Navy coach Ken Niumatalolo felt he needed to be honest with his players about his interest in the head coaching job at Brigham Young, even if it could have been a distraction in preparations for the Midshipmen's huge rivalry game against Army.

The decision by Niumatalolo, who will be interviewed Monday by BYU officials, was criticized by athletic director Chet Gladchuk and others connected with Navy. But the players, regardless of their feelings, made sure it wasn't a hindrance Saturday in their 21-17 victory over the Black Knights at Lincoln Financial Field.

"We didn't let it affect us," said free safety Lorentez Barbour, who had an interception in the fourth quarter. "Regardless of what Coach's decision is going to be, he loves us, and we love him. We play for our teammates, we play for each other. The coaches put us in the right positions, but between those white lines, it's just us."
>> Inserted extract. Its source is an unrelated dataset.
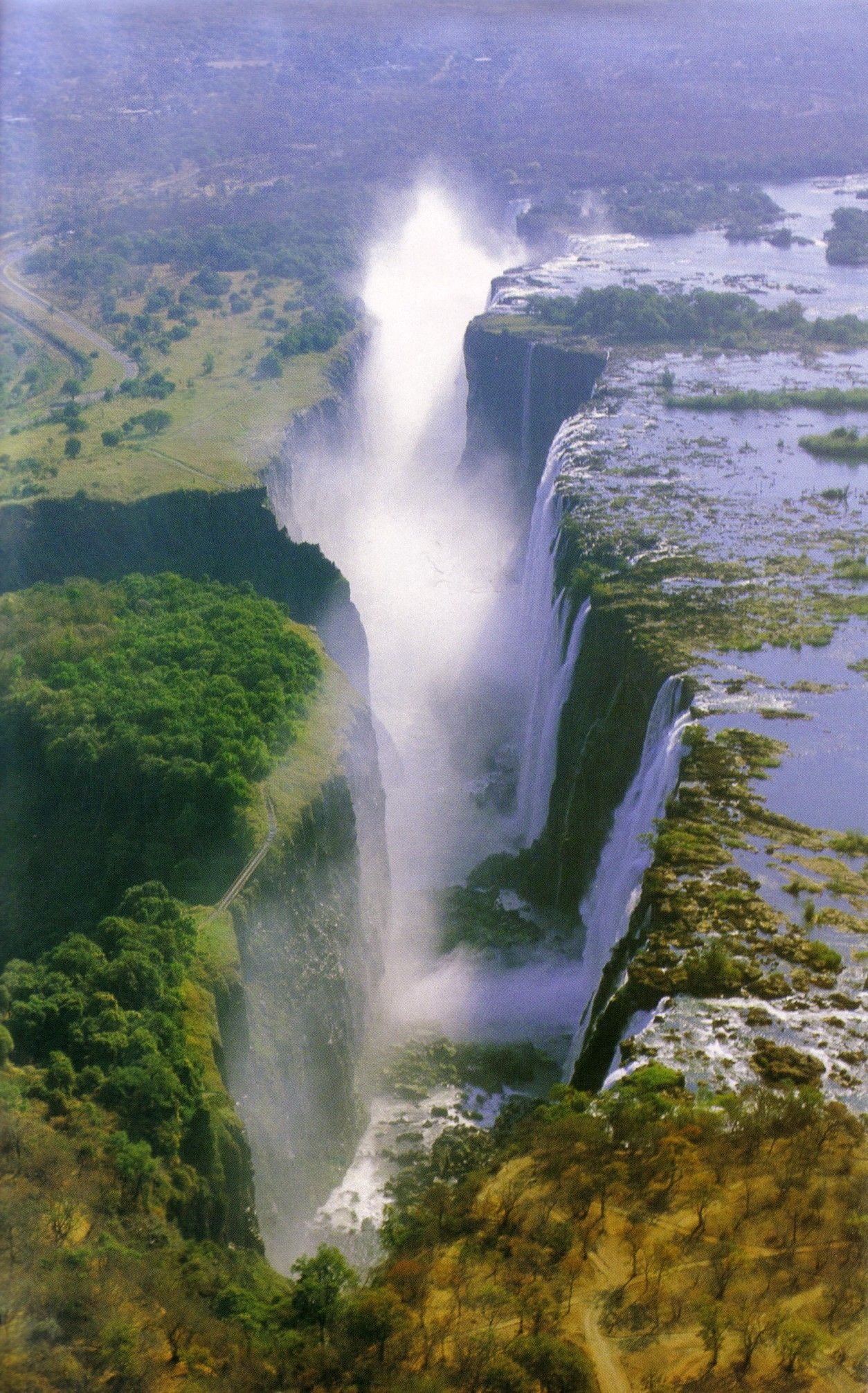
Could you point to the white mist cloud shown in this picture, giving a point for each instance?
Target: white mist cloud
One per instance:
(424, 555)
Niumatalolo, a longtime Navy assistant who is 67-37 in eight years as head coach, said he didn't want to deceive anyone.

"I didn't want to be one of those guys who says, 'Read my lips, I'm not going anywhere,' and the next thing you know they're on a plane going somewhere," he said. "Or they text their team. I've known coaches that take another job and don't even tell their other coaches. How do you do that?

"We're a family. You wouldn't do that to your family."
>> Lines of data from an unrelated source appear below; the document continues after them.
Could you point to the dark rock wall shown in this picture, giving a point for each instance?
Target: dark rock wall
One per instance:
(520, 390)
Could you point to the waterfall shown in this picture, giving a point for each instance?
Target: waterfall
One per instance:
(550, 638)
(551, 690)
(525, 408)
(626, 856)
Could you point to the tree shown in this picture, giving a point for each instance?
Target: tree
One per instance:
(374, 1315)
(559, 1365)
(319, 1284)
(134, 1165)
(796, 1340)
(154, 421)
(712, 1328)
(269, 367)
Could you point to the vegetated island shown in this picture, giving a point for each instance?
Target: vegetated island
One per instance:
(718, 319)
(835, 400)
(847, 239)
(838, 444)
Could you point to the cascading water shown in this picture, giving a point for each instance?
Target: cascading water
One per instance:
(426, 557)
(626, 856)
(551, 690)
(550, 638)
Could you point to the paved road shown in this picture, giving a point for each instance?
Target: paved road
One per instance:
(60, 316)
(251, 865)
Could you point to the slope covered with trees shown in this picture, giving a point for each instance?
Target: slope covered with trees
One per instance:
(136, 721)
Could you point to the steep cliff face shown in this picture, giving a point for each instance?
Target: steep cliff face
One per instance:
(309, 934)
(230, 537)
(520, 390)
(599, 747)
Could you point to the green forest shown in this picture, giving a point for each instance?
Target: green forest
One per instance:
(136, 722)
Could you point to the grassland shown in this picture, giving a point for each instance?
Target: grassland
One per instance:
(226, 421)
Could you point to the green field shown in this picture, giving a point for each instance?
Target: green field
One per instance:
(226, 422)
Niumatalolo is a Mormon who went on a two-year mission following his freshman year at Hawaii. His son, Va'a, is a sophomore linebacker at BYU. His family appeared last summer in a documentary, Meet the Mormons.
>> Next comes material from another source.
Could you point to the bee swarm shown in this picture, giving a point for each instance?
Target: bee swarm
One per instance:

BYU is seeking a replacement for Bronco Mendenhall, who resigned to take the head coach's job at Virginia. One of the university's requirements is that a candidate must be a member in good standing in the Church of Jesus Christ of Latter-day Saints.

Gladchuk told the Associated Press that Niumatalolo's news distracted from "the biggest game of the year."

"We're certainly a football program that's steeped in team and not about 'me,' " he said. "All of a sudden it's become about that."

Niumatalolo said his faith is a key reason why he's exploring the opportunity, and his voice broke as he explained.

"It has nothing to do with Chet Gladchuk or the Naval Academy or the players," he said. "I've come to work 18 years. I love my job. I love to come to work. It's been my life. My kids have grown up here. I've given everything to this program."